100% agreed that Kubernetes is overkill for many if not most deployments. We constantly see small startups prematurely adopting Kubernetes which is a costly investment in terms of building up internal knowledge and maintaining the cluster. Gradient (https://gradient.paperspace.com) is push to deploy service built on Kubernetes but you don't need to know anything about Kubernetes to use it. We feel like is the right way to leverage the power of Kubernetes unless you're at Netflix or Lyft scale. In Gradient, you just provide a model, you select an instance type (several affordable GPU options offered), and a docker container. Everything else e.g. autoscaling, auth, rolling updates, etc. is handled automatically.

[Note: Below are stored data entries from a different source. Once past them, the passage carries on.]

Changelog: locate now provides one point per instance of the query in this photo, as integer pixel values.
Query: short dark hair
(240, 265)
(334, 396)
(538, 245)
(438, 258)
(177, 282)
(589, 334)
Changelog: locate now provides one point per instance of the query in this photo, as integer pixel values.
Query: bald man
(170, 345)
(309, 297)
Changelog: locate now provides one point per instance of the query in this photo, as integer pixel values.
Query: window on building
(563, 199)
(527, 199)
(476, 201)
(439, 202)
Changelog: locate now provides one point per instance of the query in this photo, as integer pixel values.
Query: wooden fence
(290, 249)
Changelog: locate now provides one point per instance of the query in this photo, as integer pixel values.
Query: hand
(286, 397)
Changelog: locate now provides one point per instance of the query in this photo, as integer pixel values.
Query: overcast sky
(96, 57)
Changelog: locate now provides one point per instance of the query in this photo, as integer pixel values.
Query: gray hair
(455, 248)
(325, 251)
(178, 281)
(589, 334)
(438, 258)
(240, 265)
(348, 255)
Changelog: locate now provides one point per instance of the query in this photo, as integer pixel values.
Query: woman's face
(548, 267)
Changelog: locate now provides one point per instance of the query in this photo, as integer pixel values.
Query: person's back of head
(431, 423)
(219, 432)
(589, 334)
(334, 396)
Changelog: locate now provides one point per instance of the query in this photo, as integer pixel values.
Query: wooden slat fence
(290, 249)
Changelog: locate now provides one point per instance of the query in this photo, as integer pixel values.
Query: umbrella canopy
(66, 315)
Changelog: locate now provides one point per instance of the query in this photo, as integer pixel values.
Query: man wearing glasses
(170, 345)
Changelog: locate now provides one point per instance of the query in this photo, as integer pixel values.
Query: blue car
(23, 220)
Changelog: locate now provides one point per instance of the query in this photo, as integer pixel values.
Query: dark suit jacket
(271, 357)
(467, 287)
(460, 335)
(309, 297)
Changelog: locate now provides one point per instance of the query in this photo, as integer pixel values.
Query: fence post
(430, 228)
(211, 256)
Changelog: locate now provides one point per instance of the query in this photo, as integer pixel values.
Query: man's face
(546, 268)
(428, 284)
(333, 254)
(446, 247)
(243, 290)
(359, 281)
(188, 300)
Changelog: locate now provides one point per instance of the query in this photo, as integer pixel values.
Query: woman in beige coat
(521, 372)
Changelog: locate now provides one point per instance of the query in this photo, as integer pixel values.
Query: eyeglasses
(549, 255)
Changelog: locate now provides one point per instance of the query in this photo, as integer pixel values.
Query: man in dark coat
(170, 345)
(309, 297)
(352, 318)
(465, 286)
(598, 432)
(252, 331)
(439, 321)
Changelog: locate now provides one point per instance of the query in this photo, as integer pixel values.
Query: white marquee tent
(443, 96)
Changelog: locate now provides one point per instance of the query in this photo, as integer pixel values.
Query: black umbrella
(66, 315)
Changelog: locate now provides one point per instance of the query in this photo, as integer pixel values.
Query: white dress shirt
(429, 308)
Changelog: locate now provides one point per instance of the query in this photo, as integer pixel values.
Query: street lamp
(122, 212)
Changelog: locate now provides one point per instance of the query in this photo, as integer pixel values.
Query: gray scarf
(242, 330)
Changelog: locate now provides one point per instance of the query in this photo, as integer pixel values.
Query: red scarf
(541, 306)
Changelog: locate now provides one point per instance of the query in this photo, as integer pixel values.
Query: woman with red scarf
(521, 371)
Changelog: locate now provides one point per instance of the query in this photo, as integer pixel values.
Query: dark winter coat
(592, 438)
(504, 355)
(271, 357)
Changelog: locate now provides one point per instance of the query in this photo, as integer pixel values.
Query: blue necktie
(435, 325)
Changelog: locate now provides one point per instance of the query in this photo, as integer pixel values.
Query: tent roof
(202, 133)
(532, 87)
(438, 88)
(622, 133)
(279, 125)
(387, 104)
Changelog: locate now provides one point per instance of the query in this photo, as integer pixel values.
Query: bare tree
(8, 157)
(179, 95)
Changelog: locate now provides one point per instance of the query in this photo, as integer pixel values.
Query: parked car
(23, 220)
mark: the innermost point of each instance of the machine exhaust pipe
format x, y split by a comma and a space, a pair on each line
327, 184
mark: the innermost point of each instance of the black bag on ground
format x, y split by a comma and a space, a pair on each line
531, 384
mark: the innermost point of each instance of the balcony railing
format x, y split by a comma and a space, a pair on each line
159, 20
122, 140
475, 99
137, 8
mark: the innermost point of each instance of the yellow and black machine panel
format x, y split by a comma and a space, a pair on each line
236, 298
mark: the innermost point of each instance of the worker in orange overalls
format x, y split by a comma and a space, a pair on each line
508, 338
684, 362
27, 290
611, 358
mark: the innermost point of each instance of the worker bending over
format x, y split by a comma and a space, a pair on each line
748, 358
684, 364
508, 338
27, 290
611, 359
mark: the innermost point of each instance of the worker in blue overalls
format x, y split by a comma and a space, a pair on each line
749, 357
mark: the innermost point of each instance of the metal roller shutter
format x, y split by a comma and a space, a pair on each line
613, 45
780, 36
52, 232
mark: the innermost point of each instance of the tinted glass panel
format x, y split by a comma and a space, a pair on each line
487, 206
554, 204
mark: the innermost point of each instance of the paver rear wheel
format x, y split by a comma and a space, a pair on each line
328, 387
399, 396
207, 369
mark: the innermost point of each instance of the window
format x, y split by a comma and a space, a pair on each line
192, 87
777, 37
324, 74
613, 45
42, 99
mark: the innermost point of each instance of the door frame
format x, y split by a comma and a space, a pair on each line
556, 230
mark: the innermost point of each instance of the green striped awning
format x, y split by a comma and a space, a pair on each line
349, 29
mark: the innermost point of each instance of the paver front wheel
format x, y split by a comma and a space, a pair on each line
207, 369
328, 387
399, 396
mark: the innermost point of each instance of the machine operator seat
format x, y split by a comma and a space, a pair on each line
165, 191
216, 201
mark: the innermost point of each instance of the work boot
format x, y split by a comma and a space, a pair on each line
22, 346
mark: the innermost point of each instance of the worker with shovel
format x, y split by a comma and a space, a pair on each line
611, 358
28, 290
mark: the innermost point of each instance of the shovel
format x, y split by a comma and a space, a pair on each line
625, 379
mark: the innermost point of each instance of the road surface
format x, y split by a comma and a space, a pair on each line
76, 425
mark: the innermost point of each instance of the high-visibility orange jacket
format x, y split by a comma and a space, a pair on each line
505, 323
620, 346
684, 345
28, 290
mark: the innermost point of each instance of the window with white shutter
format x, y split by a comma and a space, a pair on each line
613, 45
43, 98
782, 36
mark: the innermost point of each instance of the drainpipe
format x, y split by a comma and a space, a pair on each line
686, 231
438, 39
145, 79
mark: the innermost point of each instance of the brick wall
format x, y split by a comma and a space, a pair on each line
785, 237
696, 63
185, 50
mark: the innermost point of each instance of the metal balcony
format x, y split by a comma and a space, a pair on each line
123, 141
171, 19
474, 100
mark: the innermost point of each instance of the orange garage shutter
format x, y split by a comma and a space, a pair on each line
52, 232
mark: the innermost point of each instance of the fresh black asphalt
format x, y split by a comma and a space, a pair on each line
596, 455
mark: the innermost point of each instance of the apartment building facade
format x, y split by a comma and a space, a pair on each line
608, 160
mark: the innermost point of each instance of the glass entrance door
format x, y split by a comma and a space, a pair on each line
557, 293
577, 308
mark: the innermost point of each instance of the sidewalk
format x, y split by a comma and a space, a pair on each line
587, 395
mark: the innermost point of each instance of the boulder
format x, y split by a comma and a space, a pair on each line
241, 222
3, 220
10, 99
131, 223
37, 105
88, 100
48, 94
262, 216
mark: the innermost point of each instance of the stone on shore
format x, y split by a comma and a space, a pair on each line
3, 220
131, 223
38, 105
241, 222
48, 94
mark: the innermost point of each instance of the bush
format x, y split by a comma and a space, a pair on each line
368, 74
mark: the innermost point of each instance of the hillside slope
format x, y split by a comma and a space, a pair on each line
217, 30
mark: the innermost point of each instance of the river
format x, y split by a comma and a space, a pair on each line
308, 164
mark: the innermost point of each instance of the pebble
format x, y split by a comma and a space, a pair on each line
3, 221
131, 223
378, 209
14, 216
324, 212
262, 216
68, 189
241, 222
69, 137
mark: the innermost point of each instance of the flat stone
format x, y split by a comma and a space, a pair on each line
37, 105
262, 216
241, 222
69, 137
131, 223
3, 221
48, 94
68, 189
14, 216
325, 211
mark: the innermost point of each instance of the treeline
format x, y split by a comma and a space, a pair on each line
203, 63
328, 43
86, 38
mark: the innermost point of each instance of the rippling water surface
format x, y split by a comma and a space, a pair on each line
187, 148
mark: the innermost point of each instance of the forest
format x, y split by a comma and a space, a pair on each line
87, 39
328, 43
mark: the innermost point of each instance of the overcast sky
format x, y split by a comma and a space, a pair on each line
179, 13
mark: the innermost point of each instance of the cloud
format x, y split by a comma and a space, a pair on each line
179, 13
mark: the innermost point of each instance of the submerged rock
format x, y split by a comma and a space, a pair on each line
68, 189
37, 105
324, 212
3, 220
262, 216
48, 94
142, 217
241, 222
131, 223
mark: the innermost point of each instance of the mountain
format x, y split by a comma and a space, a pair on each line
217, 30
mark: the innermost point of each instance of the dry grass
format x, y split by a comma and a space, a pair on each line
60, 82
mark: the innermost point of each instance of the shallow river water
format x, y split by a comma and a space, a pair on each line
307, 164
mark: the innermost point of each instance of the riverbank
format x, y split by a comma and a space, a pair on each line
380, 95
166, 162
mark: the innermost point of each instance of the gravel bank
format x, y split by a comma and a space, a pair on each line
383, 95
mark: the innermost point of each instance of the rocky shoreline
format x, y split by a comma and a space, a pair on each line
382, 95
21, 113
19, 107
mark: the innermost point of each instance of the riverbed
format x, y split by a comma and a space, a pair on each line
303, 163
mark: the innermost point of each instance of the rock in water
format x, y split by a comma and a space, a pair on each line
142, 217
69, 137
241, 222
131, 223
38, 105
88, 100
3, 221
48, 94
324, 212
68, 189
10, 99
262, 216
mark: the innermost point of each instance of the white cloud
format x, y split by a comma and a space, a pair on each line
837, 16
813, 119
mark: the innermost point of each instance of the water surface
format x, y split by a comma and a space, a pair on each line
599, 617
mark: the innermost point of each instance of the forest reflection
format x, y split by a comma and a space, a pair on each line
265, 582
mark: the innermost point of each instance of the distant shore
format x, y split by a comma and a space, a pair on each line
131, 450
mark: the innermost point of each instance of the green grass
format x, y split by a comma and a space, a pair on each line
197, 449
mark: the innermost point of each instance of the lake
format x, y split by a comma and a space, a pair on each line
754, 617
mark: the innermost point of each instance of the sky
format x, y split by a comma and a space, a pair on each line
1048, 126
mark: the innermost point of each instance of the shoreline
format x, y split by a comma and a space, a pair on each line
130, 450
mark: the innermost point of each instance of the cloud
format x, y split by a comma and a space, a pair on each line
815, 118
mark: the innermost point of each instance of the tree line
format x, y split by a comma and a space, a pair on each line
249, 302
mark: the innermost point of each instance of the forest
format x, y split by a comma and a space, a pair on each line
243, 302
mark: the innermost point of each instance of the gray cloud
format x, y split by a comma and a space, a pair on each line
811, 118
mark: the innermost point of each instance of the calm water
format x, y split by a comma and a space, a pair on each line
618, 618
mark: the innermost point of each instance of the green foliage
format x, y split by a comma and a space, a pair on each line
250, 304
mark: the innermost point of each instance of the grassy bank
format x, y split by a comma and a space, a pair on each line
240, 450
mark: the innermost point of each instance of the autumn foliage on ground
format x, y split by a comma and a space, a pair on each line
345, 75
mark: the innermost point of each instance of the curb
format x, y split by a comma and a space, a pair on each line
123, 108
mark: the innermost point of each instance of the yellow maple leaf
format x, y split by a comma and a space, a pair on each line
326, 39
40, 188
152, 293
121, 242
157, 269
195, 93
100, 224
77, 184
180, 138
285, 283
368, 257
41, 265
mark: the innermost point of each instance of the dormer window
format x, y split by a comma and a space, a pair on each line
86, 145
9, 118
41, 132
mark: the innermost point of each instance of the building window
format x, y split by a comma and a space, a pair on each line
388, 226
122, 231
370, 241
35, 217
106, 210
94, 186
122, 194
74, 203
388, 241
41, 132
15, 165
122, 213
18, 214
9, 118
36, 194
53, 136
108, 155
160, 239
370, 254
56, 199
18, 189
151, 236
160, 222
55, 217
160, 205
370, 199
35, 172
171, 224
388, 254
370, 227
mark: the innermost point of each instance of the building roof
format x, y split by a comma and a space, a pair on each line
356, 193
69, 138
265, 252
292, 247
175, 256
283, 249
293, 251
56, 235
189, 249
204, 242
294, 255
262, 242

Kubernetes does an amazing job providing the backend for these operations but data scientists and even devops teams at startups should not be wasting time rolling their own Kubernetes cluster and installing/maintaining an inferencing service on top.
They are just two different solutions that have pros and cons just like any two solutions :) A few that jump out:
- Setup time: Setting up GCP, setting up a certificate, adding a static IP, etc. is not seamless/adds friction
- Autoscaling and rolling updates (no downtime)
- Team management and collaborative environment with usage tracking, permissions, etc.
- Optional integration with a pipelining service for training, tuning, deploying models in a single tool
And a point of clarification: Practically speaking, neither tool is free. Both require a cloud instance so they will cost roughly the same for the end user (Gradient also supports preemptible instances).